Lending rates should be closely linked to the central bank’s policy rate, or standing facility rates, in such an environment. Banks generally lend whatever is demanded as long as the expected net return is positive. The expected net return would be positive as long as lending rates, adjusted for perceived credit risks, are higher than the bank’s marginal (opportunity) cost of providing the loan.¹⁵ The latter should be close to the central bank’s policy rate in systems with a relevant policy rate. When expanding their lending, banks can choose to cover the expected additional interbank payment outflow by: (1) drawing on their reserve balances;¹⁶ (2) borrowing from other banks or drawing on established credit lines; (3) reducing their holding of securities by selling them to other banks or the central bank, or not rolling them over at maturity; or (4) attracting new deposits by offering better terms.¹⁷ The full (opportunity) cost of each option should in equilibrium be equal, and equal to the policy rate/interbank rate.
Deposit rates should for the same reason also be closely linked to retail lending rates and the policy rate, as well as to security rates in this environment. Although banks create deposits when they lend, and thus “print money,” the public would need to be willing to hold the additional liquidity created. The public can, as noted, on its own reduce the stock of deposits, and thus broad money, by repaying loans or buy higher yielding, but less liquid, financial assets from banks.¹⁸, ¹⁹ Thus, in well-functioning markets, deposit rates and rates on the public’s other financial assets should also tend to be well aligned.
Commercial banks’ demand for government securities should strengthen the link between monetary policy and security yields. While banks cannot lend out their reserve balances, they can use them to buy securities from the government and from each other. Moreover, because government securities in most cases can be used as collateral for obtaining short-term funding from the central bank or the interbank market, ²⁰ they are a close substitute to reserve balances as “defensive” assets. For this reason, interbank rates and short-term government security yields typically are closely correlated.
The existence of well-developed capital markets would strengthen the link between security yields and bank lending and deposit rates. This by providing larger entities with alternatives to bank loans for funding investments, by providing banks with alternative funding sources, and by providing the public with alternatives to deposits for placing their funds.

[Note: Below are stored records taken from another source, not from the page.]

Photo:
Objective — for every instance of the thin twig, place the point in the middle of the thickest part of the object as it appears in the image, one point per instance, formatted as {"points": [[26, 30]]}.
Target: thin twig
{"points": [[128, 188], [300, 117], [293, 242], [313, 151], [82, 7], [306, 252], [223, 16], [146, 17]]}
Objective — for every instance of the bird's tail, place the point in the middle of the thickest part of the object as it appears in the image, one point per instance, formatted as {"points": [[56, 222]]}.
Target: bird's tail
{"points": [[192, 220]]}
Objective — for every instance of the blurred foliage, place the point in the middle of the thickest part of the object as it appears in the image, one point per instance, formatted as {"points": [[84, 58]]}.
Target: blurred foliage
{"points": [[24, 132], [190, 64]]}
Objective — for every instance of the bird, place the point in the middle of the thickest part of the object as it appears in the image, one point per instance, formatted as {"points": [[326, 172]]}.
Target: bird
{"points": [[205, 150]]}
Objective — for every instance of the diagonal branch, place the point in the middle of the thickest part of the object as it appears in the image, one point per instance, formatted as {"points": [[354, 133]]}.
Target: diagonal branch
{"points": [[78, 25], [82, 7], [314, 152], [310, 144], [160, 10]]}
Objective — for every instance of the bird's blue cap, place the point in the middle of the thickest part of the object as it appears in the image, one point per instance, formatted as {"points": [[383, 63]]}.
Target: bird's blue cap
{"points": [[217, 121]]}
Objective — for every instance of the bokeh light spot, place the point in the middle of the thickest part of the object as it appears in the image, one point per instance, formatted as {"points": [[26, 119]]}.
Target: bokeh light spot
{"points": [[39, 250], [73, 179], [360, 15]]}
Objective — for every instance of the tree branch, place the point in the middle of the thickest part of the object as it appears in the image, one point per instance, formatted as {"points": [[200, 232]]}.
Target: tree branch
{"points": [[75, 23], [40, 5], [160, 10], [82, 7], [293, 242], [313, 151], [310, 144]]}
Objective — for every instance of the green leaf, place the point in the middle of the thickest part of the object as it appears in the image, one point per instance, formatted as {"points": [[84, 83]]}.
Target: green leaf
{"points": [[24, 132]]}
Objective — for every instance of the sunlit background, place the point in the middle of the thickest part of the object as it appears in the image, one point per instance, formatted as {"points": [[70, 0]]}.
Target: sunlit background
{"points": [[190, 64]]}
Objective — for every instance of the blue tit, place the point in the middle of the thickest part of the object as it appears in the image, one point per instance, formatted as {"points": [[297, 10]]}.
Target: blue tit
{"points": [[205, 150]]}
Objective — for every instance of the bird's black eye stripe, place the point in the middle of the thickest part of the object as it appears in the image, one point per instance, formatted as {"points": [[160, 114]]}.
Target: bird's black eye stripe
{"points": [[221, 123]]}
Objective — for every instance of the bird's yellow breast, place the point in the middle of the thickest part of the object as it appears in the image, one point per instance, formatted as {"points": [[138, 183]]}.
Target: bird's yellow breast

However, this direct transmission channel can be fairly weak in high-risk environments with underdeveloped financial markets, weak credit culture, limited contract enforceability, and unclear monetary policy signals and operations, because:

Banks rely more on customer relationships, collateral, and other non-price factors for determining lending, and as a result can be slower to pass on changes in the policy stance, in such an environment. While banks should still want to lend as long as the expected net return is positive, they may not fully price in the risks of lending to less well-known borrowers because of risk of adverse selection (only high-risk borrowers would borrow when rates are too high) or because there is little or no reliable information regarding borrowers’ creditworthiness. Lenders therefore incur costs in establishing trustworthy relationships and may be reluctant to pass on small increases in the policy rate or their funding costs to existing borrowers because of the risk that they could sever those relationships or cause the borrower to default. Similarly, banks may be able to delay passing on a decline in interest rates as borrowers may have few alternatives in the short-term, due to the time required to establish another banking relationship.²¹
Relatively small changes in the policy rate may be absorbed by changes in the risk premium when those are a high proportion of the total retail lending rate. The consequence is that the threshold for changing the pricing on existing loans may be higher, thereby blunting policy transmission. When combined with weak competition in the banking sector, the resulting wide spread between deposit and lending rates reduces pressure on banks to reprice loans and deposits, further undermining transmission.
Unclear monetary policy signals and inappropriate operations increase risks, fragment markets, reduce bank competition, and slow the pass-through of changes in the policy stance. Banks’ liquidity situations and liquidity risks, and thus their marginal (opportunity) costs of providing a loan, may differ substantially if they cannot routinely place surplus liquidity or obtain short-term funding at rates that are reasonably stable and predictable. Big differences in marginal opportunity costs would tend to weaken bank competition and fragment the markets, particularly so in an environment with high credit risk.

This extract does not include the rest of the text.